Your brain is constantly in motion. Even when you’re sleeping, it’s firing neurons and there are lots of things going on up there. This makes it want to be a super efficient organ and it rewards you for helping out its efficiency.

Because it handles so much throughout the day, it likes being able to go to default mode or be in a mode that is familiar. That’s what it encourages you to do – find efficiencies that it can do over and over again with minimal energy or thought.

This, in most cases, is really great for you. You don’t want to have to think super deliberately about how to put one foot in front of the other every single time you take a step or have to focus on exactly how to raise a fork to your mouth so you can eat. Creating these efficient pathways frees up thought space to spend energy on more important things.

But there’s a shadow side to this too. Sometimes that efficient pathway stops serving you.

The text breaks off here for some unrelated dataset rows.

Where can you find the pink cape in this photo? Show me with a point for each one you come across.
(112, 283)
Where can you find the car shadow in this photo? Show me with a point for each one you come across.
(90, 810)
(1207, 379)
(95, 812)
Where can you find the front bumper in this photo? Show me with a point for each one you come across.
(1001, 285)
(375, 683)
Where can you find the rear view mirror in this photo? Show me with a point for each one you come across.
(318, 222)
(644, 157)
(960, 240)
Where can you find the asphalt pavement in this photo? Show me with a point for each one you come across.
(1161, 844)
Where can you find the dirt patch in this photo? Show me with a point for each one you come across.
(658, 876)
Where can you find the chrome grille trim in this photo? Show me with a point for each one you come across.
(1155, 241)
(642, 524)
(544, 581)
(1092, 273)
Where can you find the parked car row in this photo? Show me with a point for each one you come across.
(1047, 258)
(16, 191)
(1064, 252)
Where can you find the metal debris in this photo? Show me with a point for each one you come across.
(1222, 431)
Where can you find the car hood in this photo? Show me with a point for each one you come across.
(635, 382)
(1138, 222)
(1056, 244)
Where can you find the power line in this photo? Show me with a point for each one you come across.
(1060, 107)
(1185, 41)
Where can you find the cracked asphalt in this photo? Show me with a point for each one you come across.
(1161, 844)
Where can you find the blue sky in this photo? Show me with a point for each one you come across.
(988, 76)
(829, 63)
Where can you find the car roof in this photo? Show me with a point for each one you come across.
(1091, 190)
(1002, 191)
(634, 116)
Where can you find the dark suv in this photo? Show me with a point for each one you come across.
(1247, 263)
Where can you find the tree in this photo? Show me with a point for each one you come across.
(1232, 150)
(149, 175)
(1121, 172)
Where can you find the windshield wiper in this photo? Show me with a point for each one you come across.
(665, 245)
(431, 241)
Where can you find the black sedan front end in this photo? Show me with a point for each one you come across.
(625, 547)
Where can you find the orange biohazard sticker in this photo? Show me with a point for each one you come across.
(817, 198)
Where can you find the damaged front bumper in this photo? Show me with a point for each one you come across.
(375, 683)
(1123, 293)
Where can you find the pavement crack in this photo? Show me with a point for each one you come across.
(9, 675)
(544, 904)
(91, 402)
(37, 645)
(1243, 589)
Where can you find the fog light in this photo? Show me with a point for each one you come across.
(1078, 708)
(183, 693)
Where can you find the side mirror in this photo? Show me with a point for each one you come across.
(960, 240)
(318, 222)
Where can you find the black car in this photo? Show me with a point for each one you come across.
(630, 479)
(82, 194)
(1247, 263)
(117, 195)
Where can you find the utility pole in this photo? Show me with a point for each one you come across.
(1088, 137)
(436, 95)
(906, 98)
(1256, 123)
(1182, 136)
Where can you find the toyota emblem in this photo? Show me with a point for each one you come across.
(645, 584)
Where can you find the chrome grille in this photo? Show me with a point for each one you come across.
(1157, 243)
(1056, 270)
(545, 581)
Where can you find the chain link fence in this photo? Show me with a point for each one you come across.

An example of a really detrimental pathway is coming home to have a glass of wine to destress from the day. If we don’t keep that pathway in check and make sure your brain is asking for permission each time, that one glass of wine could lead down the path of some serious drinking. Your brain has associated de-stressing with a glass of wine and it wants to de-stress quickly and efficiently, so it has a desire to increase that association.

Of course, this is an extreme example that has other layers to it, but it shows up in minor ways as well.

Do you get up, put the kids on the bus, rush out the door to work, get the kids to and from after school activities, rush through dinner, get them in bed, collapse on the couch before going to bed yourself? Then you get up the next day and repeat.

This is efficient for your brain. It’s predictable. It wants you to stay on this path because it knows what to expect. It knows how to handle this – even if it’s stressful.

But the question is, how is this serving you? What would your days look like if you took control back from your brain? Would you choose to create these same pathways? What is your brain doing without your permission?